Last week was the worst week for the stock market since the onset of the COVID-19 pandemic. The S&P 500 and Nasdaq Composite have declined 3.9% and 5.6%, respectively, over the past five trading days, and the Dow Jones Industrial Average has declined 2.1% over that period.
The markets are expected to remain under pressure in the near term due to worsening political tensions, an ongoing tech sell-off, and impending interest rate hikes. Therefore, investing in fundamentally sound dividend-paying stocks could be a good strategy now. Companies offering high dividends tend to have stronger cash flows and can provide investors with regular income while the stock market fluctuates. Therefore, these stocks tend to be less volatile and comparatively reliable.
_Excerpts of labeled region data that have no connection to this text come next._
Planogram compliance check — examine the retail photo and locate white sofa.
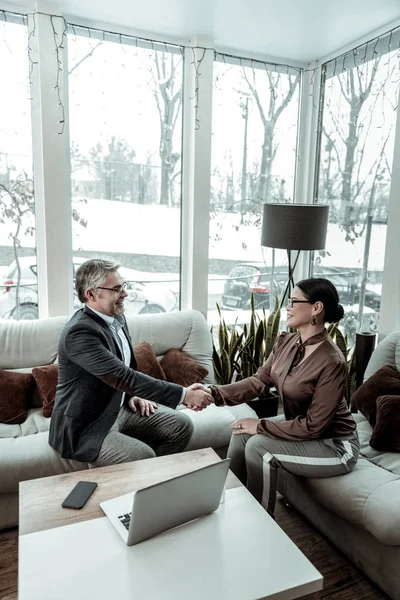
[0,310,256,529]
[276,332,400,600]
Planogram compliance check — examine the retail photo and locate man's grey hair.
[75,258,121,304]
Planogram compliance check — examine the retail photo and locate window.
[68,26,183,314]
[0,14,39,319]
[313,36,400,342]
[208,55,300,323]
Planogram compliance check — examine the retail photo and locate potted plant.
[211,295,281,417]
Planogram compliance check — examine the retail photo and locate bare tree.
[0,172,35,318]
[243,67,300,201]
[150,52,182,206]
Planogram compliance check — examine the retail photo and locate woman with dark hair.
[211,278,359,516]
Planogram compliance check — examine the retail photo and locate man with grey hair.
[49,259,213,466]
Because the restaurant industry is expected to witness a solid rebound amid strong consumer spending, we think it could be wise to invest in renowned dividend-paying restaurant stocks Darden Restaurants, Inc. (DRI), Dine Brands Global, Inc. (DIN), and Ruth’s Hospitality Group, Inc. (RUTH), which have each suffered price dips lately.
Darden Restaurants, Inc. (DRI)
DRI in Orlando, Fla., owns and operates full-service restaurants in the U.S. and Canada. Darden’s family of restaurants features successful brands in full-service dining that includes Olive Garden, Cheddar’s Scratch Kitchen, Yard House, The Capital Grille, Seasons 52, Bahama Breeze, and Eddie V’s. The company owns more than 1,800 restaurants.
DRI’s net sales increased 37.2% year-over-year to $2.27 billion in its fiscal second quarter, ended Nov. 28, 2021. DRI’s earnings from continuing operations grew 99.6% year-over-year to $193.40 million. And its net earnings improved 101.3% year-over-year to $193.20 million. The company’s EPS increased 102.7% from its year-ago value to $1.48.
DRI pays $4.40 in dividends annually, yielding 3.2% on its current share price. The company’s dividends have increased at a 13.9% rate over the past five years.
A $2.55 billion consensus revenue estimate for the fiscal third quarter, ending Feb. 28, 2022, represents 47% year-over-year growth from the same period last year. A $2.14 consensus EPS estimate for its fiscal third quarter indicates 118.6% year-over-year growth from the same period in 2021. And DRI has an impressive earnings surprise history; it surpassed the consensus EPS estimates in each of all the trailing four quarters.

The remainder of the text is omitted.